On 30 November 2018, the Andrews government announced that the Level Crossing Removal Project would remove the Oakover Road, Cramer Street and Murray Road level crossings, along with 23 other level crossings in Melbourne as part of a $6.6 billion program, Bell Street was already listed to be removed in 2014. At the same time, the elevated railway option was chosen.

During construction, the Mernda line was never closed for more than two weeks at a time in 2021 and 2022 to facilitate further piling and excavation works. Between 5 May to 12 May 2021, the original Preston station building was demolished to make way for the new elevated railway bridge, with the Mernda line was closed during that time to install temporary equipment at the station. Once the temporary station opened, major excavation works were able to begin.
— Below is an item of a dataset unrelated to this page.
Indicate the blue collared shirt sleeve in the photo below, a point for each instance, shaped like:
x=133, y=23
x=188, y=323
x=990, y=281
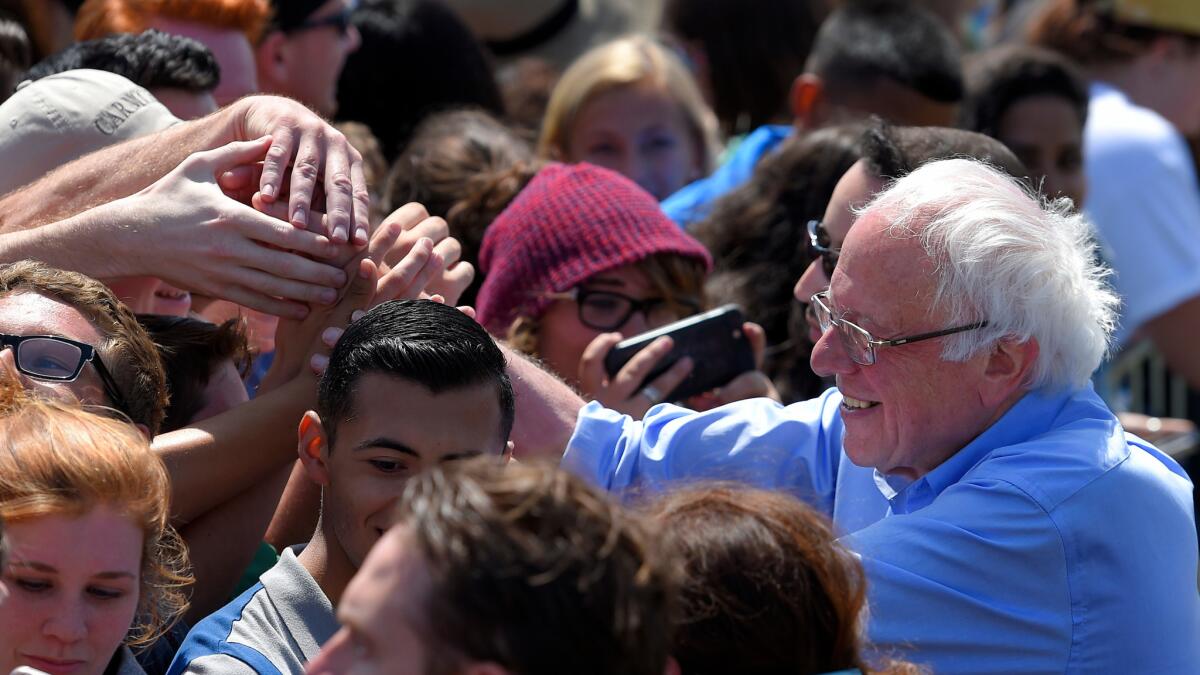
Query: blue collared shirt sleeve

Construction of the first part of the U-through bridge section made up of two L-shaped beams for the elevated railway bridge installed and digging for the 114 piers also started to occur during this time.

Between 17 May to 30 May 2022, the Mernda line was shut down for 12 days to remove the Oakover Road, Bell Street, Cramer Street and Murray Road level crossings in order to get the first part of the elevated railway bridge ready and demolish the old ground level station platforms. On 30 May 2022, the first part of the 2 kilometre bridge opened with a temporary single track until 26 August 2022.
During construction, the Mernda Line could not be closed for longer than 12 days due to the requirement of trains to regularly access the Epping maintenance yard facility.

On 5 September 2022, the rebuilt station opened to the public. The elevated station opened in a basic state, with lifts, paving and additional exits opened on the north side of the station. In 2023, the open spaces were completed. The Preston station area features an improved cycling and walking paths which opened in late 2022, expansive open space, newer and safer connections to popular local destinations and the station facades' bright colour which features a barcode reflecting the vivid colours of produce found at Preston Market.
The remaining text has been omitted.